Reputation: 5282
I have a 40M+ csv file. One of the columns is a binary indicator (-1,1). I'd like to know if there is a linux command to create a new file that alternates rows with -1 and 1.
Old:
1,x,y
-1,t,r
-1,e,t
1,r,t
New:
1,x,y
-1,t,r
1,r,t
-1,e,t
Id doesn't have to follow any particular logic about how -1 and 1 are shuffled (could be random) as long as it alternates one row of each. I'm on Ubuntu 12.04.
Upvotes: 2
Views: 1189
Reputation: 37298
Here is a shell/awk solution. Not the most efficient, but given the speed of modern machines, shouldn't be an issue.
first, split data between pos and neg values.
awk '/^-/{print}' minus1Pos1data.txt > negsData.txt
awk '/^[^-]/{print}' minus1Pos1data.txt > posData.txt
Now merge the two files, using awk array to hold first file. you can change order if you want neg numbers as first record.

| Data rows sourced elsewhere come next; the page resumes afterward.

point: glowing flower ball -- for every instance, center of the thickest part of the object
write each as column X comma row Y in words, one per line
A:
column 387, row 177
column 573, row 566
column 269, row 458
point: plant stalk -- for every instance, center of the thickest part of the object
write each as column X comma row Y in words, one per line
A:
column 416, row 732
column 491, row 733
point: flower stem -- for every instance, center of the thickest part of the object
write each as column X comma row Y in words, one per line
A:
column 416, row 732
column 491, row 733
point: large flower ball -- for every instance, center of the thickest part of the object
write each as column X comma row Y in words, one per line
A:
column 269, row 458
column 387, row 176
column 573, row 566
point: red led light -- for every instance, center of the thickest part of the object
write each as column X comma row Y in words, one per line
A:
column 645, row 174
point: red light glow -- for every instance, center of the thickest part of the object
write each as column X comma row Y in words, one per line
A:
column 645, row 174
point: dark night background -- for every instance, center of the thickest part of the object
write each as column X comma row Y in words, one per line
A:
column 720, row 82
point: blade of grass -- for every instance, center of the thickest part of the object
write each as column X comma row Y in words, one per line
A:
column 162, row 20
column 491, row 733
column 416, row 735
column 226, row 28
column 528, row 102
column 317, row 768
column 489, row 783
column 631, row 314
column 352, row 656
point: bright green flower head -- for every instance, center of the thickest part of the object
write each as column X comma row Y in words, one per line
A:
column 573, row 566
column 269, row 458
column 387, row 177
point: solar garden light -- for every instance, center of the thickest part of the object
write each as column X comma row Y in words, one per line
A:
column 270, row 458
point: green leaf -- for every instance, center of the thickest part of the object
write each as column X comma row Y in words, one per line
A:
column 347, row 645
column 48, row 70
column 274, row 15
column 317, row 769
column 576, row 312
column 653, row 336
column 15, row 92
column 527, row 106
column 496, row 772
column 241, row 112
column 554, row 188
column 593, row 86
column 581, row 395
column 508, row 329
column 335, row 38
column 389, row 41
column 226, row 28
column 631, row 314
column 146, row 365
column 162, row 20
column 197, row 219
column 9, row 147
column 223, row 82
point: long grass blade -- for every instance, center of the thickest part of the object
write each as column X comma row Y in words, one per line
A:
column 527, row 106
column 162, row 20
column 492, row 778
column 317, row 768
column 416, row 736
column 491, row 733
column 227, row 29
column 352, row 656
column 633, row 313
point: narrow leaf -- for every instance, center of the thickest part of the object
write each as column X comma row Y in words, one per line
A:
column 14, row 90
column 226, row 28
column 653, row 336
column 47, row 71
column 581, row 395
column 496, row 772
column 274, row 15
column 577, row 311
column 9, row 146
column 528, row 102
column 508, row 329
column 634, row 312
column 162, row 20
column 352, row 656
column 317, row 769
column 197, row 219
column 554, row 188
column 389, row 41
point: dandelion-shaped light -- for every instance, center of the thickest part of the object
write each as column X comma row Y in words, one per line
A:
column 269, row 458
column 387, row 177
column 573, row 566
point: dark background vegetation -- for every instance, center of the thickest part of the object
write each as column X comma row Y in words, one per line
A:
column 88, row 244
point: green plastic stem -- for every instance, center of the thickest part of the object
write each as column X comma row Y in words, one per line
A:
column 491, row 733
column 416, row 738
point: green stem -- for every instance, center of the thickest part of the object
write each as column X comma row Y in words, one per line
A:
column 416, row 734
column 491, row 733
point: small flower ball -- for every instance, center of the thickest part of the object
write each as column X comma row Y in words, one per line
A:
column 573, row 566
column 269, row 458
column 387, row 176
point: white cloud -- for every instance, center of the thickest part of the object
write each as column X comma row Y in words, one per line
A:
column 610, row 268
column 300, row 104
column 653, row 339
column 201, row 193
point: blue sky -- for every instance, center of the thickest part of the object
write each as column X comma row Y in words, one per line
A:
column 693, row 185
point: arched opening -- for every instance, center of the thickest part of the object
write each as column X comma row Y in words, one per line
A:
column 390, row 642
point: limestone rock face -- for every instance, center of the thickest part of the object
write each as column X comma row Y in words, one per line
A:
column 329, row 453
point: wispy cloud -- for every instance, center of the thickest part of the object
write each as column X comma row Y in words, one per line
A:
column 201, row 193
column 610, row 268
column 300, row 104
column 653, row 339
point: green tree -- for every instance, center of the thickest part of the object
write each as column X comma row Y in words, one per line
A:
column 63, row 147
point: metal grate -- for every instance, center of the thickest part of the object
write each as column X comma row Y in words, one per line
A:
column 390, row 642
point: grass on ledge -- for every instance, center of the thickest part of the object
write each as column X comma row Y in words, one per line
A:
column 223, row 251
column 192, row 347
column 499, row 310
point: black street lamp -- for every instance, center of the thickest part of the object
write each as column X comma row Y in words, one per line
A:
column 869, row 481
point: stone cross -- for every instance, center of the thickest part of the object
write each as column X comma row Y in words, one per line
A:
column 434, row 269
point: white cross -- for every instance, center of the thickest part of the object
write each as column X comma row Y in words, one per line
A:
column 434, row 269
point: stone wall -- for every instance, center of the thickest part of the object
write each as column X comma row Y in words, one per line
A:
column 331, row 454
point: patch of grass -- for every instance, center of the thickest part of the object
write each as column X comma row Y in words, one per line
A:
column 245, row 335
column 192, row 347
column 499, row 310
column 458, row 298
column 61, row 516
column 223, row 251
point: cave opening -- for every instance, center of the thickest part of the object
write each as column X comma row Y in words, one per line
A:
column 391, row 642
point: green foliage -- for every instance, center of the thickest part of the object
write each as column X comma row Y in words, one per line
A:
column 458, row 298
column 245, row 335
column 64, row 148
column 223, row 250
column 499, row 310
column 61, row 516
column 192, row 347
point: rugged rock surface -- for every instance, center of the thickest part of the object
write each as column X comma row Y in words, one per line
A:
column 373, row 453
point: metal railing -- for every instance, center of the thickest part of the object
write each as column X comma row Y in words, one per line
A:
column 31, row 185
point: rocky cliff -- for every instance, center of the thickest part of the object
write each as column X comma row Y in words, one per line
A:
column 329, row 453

awk 'pass==1{pos[FNR]=$0} pass==2{print pos[FNR]; print}' pass=1 posData.txt pass=2 negsData.txt > alternateRows.txt
cat alternateRows.txt
1,x,y
-1,t,r
1,r,t
-1,e,t
awk evaluates the variable assignments on the cmd line pass=1
and tests them pass==1
? VS pass==2
? (inside the awk
code) and only performs the block where the pass==?
test is true. Note that pass=1
is an assignment statment, while pass==1
is an equality test.
First pass loads the first file into an array pos
with the current file's record-number (FNR) as the key.

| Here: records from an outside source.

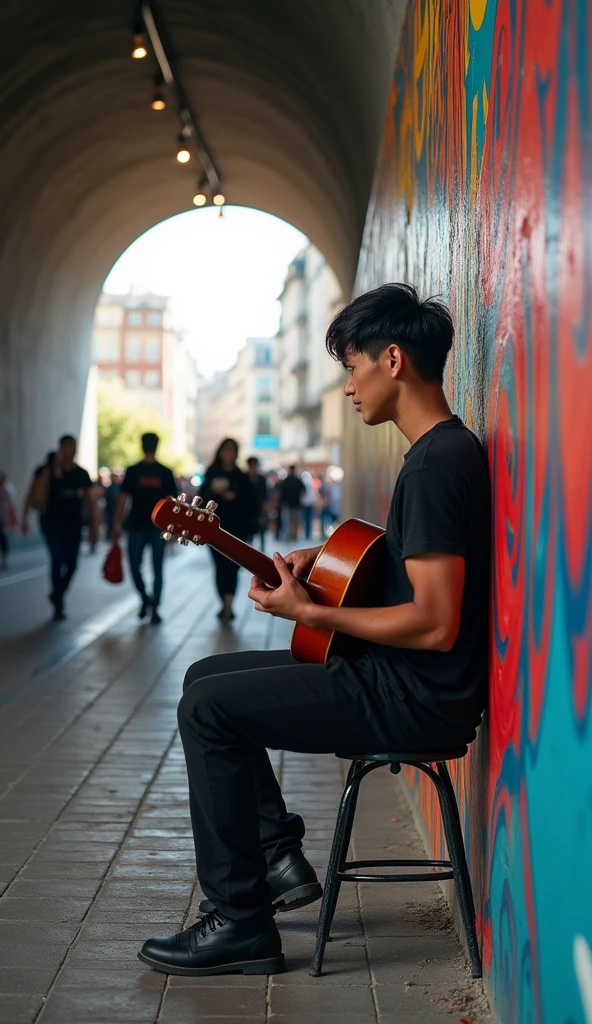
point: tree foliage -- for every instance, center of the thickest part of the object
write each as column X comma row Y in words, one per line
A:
column 122, row 421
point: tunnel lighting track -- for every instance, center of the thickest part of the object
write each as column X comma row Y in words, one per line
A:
column 191, row 131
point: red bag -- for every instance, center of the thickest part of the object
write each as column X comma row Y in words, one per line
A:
column 113, row 565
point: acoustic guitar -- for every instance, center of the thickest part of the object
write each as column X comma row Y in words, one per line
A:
column 348, row 569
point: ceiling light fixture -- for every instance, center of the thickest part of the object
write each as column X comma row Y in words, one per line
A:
column 159, row 102
column 183, row 155
column 139, row 48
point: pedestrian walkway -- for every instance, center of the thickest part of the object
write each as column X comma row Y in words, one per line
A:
column 95, row 845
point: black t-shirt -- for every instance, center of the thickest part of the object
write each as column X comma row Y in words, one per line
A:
column 441, row 505
column 260, row 487
column 65, row 496
column 291, row 492
column 146, row 482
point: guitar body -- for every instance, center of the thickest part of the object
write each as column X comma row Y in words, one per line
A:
column 348, row 570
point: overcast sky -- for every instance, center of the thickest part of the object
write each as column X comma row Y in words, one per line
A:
column 223, row 275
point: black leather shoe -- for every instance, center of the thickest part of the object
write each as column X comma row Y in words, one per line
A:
column 216, row 945
column 293, row 883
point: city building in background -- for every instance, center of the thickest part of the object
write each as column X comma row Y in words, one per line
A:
column 310, row 382
column 134, row 341
column 243, row 402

The 2nd pass uses its current record number (FNR) to get the pos
array rec, and the bare print
cmd could be print $0
, which means print the current line (from the pass=2 file).
IHTH.
Upvotes: 2
Reputation: 2343
Here's a one-liner:
paste -d"\n" <( grep '^1,' test.txt ) <( grep '^-1,' test.txt )
Upvotes: 1
Reputation: 2103
Here is another solution using the grep, shuf and paste commands:
shuffle1-1.sh
#!/usr/bin/env bash
input=$1
if [ $# -eq 0 ]
then
echo "must provide a file as 1st parameter..."
exit -1
fi
# split data between pos and neg values and shuffle them
# in temporary files
grep -v "\-1" $input | shuf > tmp_subset1
grep "\-1" $input | shuf > tmp_subsetm1
# alternate 1 and -1 line
paste -d"\n" tmp_subset1 tmp_subsetm1
# cleanup
rm tmp_subset1
rm tmp_subsetm1
output
# ./shuffle1-1.sh test.data
1,x,y
-1,t,r
1,r,t
-1,e,t
# ./shuffle1-1.sh test.data
1,x,y
-1,e,t
1,r,t
-1,t,r
# cat test.data
1,x,y
-1,t,r
-1,e,t
1,r,t
If your file does not have the same number of lines with 1 and -1, adding | grep 1
at the end should get rid of the blank lines:
# ./shuffle1-1.sh test.data2
1,z,z
-1,e,t
1,x,y
-1,t,r
1,r,t
1,Z,Z
# ./shuffle1-1.sh test.data2 | grep 1
1,r,t
-1,t,r
1,x,y
-1,e,t
1,z,z
1,Z,Z
Upvotes: 1